Conservative Leader Abbott Wins Landslide Australia Election Victory
Aust election public sick of public sector workers and phony welfare scroungers sucking life out of economy.Others nations to follow in time
— Rupert Murdoch (@rupertmurdoch) September 7, 2013
SYDNEY/CANBERRA, Sept 7 (Reuters) - Australia’s conservative leader Tony Abbott swept into office in national elections on Saturday as voters punished the outgoing Labor government for six years of turbulent rule and for failing to maximise the benefits of a now fading mining boom.
Abbott, a former boxer, Rhodes scholar and trainee priest, promised to restore political stability, cut taxes and crack down on asylum seekers arriving by boat.

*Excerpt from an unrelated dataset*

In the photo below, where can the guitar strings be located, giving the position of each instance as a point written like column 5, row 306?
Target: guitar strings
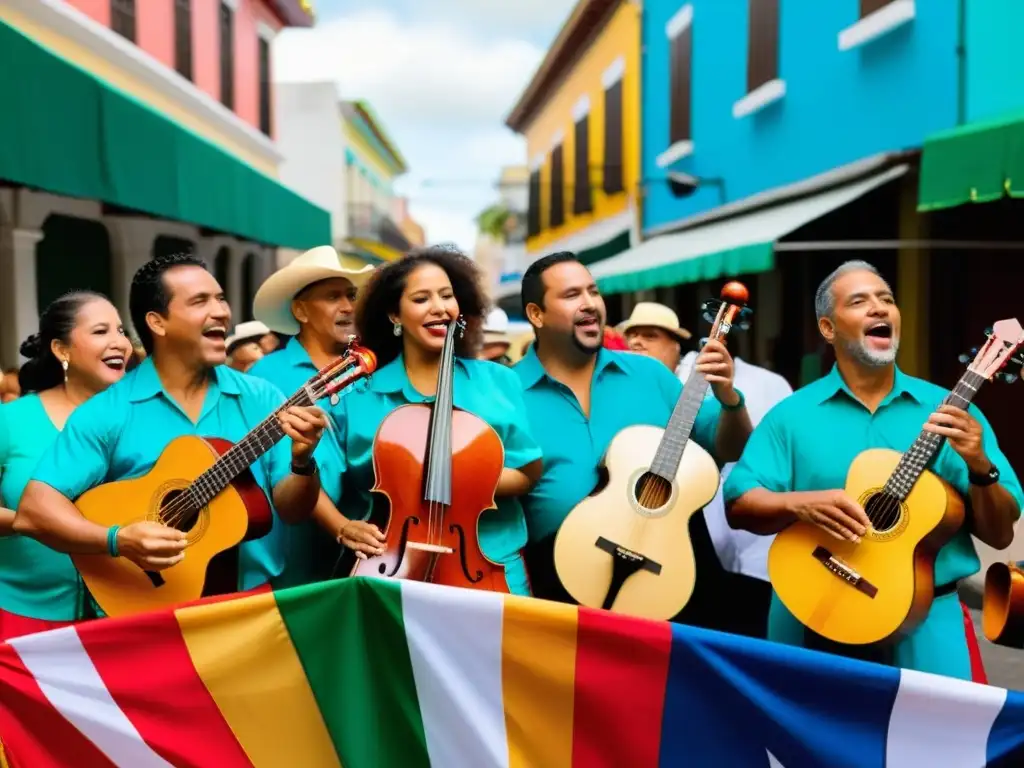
column 184, row 505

“From today I declare that Australia is under new management and Australia is once more open for business,” Abbott told jubilant supporters in Sydney.

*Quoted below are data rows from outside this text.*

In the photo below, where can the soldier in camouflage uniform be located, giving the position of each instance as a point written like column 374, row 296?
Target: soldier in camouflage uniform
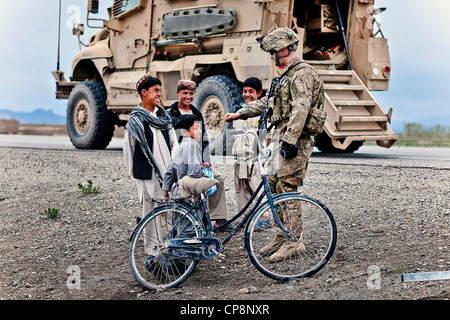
column 299, row 89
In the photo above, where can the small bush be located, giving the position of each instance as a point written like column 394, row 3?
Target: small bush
column 51, row 213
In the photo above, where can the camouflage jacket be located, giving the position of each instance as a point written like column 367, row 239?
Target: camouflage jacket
column 298, row 90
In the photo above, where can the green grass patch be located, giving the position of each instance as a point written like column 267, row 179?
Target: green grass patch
column 89, row 188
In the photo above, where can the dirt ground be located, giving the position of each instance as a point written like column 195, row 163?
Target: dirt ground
column 391, row 220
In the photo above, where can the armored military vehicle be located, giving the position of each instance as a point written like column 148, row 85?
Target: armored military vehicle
column 214, row 44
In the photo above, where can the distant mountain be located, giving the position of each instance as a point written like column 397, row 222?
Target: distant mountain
column 37, row 116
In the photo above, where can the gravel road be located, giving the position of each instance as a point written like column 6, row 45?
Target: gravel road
column 392, row 214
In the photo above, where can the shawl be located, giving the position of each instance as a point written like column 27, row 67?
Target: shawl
column 135, row 126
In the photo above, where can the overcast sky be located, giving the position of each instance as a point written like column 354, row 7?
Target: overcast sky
column 417, row 31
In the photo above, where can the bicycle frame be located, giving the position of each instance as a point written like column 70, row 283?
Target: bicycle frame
column 266, row 193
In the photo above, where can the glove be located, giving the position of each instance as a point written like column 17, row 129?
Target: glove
column 288, row 151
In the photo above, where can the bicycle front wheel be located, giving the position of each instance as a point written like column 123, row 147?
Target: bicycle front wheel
column 304, row 250
column 151, row 267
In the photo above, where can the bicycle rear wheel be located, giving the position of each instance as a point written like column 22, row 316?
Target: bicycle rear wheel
column 281, row 257
column 151, row 267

It was frustration with Labor’s leadership turmoil that cost the government dearly at the polls.
Labor dumped Prime Minister Kevin Rudd in 2010, for Australia’s first female prime minister Julia Gillard, only to reinstate Rudd as leader in June 2013 in a desperate bid to stay in power.
“It is the people of Australia to determine the government and the prime minister of this country and you will punish anyone who takes you for granted,” said Abbott.
Rudd was given a rousing welcome from dejected Labor party supporters in his hometown of Brisbane, conceding defeat and announcing he would step down as party leader.
“I know that Labor hearts are heavy across the nation tonight. I gave it my all. But it was not enough to win,” Rudd said, supported by his wife and family.
Labor’s overall vote was its worst since 2004, when then conservative prime minister John Howard won his fourth and final term, but was not as bad as the party had feared. Labor held on to all of its close seats in Rudd’s home state of Queensland, and held onto several marginal seats in western Sydney.